4. Empirical Results

The authors validated the framework across 11 models (including Gemma-2, LLaMA-3.2, Qwen-2.5, DeepSeek, and Olmo variants) and 3 datasets (GSM8K, ARC, SVAMP).

SIA Alignment Coefficient ( $\rho_{SIA}$ ): They measured the correlation between conditional answer entropy and the "gold surprisal" (negative log-probability of the true answer).
- Base Models: Showed weak or negative alignment (entropy descent does not track truth).
- SFT Models: Showed strong positive alignment.
- RL-Trained Models (e.g., DeepSeek-R1): Showed near-perfect alignment.
- Conclusion: Truth-directed entropy descent is a training-induced structural feature, not a generic property of autoregressive models.
Signature Verification:
- Early Information Accumulation: Correct traces in aligned models accumulated a larger fraction of total information early in the generation (Figure 1).
- Separability: The AUC for distinguishing correct/incorrect traces using entropy was high early in the generation for aligned models but low for non-aligned models.
- Saturation: Aligned models converged to near-zero entropy; non-aligned models stabilized at higher entropy or exhibited rebounds.
Ablation Studies:
- Shuffle-Prefix: Randomly permuting tokens in the prefix destroyed the alignment, proving that the correlation relies on the structured accumulation of information, not just token count.
- Monte Carlo Robustness: Results remained consistent across different sampling parameters.
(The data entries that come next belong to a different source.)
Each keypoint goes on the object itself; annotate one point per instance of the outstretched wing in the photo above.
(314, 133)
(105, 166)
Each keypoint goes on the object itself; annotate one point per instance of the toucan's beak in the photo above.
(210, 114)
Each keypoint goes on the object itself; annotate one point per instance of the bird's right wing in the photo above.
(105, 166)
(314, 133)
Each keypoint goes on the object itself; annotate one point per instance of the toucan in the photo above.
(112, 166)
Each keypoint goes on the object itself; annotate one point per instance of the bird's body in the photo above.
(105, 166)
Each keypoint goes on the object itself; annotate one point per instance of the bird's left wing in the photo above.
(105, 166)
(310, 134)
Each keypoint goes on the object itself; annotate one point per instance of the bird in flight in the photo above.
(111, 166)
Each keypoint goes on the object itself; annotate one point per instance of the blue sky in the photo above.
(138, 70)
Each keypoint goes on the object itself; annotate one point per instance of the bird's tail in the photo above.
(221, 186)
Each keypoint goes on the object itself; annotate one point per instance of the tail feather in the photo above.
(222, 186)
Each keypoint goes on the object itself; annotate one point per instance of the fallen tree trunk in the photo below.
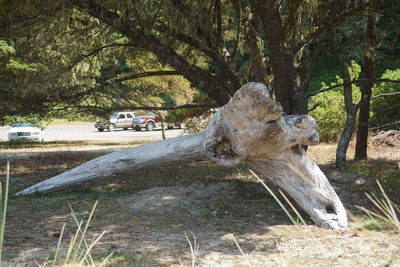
(250, 128)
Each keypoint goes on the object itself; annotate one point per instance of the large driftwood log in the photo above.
(250, 128)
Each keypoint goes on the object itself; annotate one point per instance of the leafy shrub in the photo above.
(331, 114)
(386, 109)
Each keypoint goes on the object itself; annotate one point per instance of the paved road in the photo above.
(77, 132)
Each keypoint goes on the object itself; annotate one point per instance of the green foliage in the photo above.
(386, 109)
(331, 114)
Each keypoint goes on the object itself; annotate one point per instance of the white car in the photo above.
(25, 131)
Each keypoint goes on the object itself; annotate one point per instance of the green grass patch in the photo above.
(126, 259)
(69, 122)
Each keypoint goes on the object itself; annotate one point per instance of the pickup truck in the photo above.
(117, 120)
(149, 121)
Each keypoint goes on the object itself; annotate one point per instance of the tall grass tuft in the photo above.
(79, 249)
(291, 218)
(3, 208)
(387, 210)
(194, 249)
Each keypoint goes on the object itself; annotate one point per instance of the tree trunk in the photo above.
(250, 128)
(351, 109)
(366, 90)
(256, 47)
(286, 81)
(267, 12)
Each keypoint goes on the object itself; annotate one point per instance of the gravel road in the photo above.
(79, 132)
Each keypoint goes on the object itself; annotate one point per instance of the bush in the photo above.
(386, 109)
(331, 114)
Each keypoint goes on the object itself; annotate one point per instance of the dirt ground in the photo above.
(146, 214)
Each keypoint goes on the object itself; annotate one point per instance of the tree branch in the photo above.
(352, 82)
(386, 94)
(384, 126)
(133, 76)
(95, 51)
(328, 26)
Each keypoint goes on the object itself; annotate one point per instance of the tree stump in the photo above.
(251, 128)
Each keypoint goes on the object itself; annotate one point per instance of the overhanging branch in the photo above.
(95, 51)
(144, 74)
(357, 81)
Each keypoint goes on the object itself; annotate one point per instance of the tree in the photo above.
(272, 148)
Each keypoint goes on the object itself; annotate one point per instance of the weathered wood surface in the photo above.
(250, 128)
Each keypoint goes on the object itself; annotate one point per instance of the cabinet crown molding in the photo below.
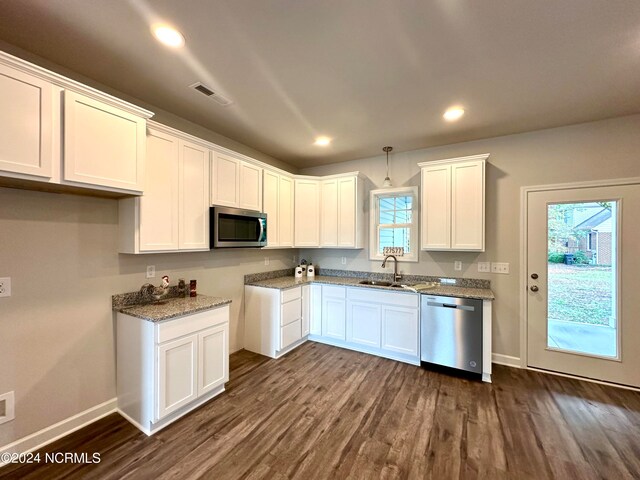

5. Significance and Implications

Theoretical Clarity: The paper moves the field from empirical observation to theoretical understanding, explaining why entropy-based heuristics work.
Diagnostic Tool: It provides a rigorous basis for using entropy as a real-time diagnostic for reasoning quality, hallucination detection, and early stopping.
Training Insights: It highlights that SFT and RL are crucial for aligning internal uncertainty with external truth. Models trained only on pretraining data may generate coherent text that is internally confident but factually ungrounded (SIA violation).
Limitations & Future Work: The theory applies best to tasks with well-defined terminal variables (math, multiple-choice). It suggests future work should explore how to generalize these diagnostics to free-form generation and whether modifying entropy dynamics can actively improve reasoning outcomes.

In summary, the paper argues that reasoning is the process of accumulating answer-relevant information, and entropy reduction is the observable signature of this accumulation when the model has been trained to align its internal predictive distribution with the ground-truth answer distribution.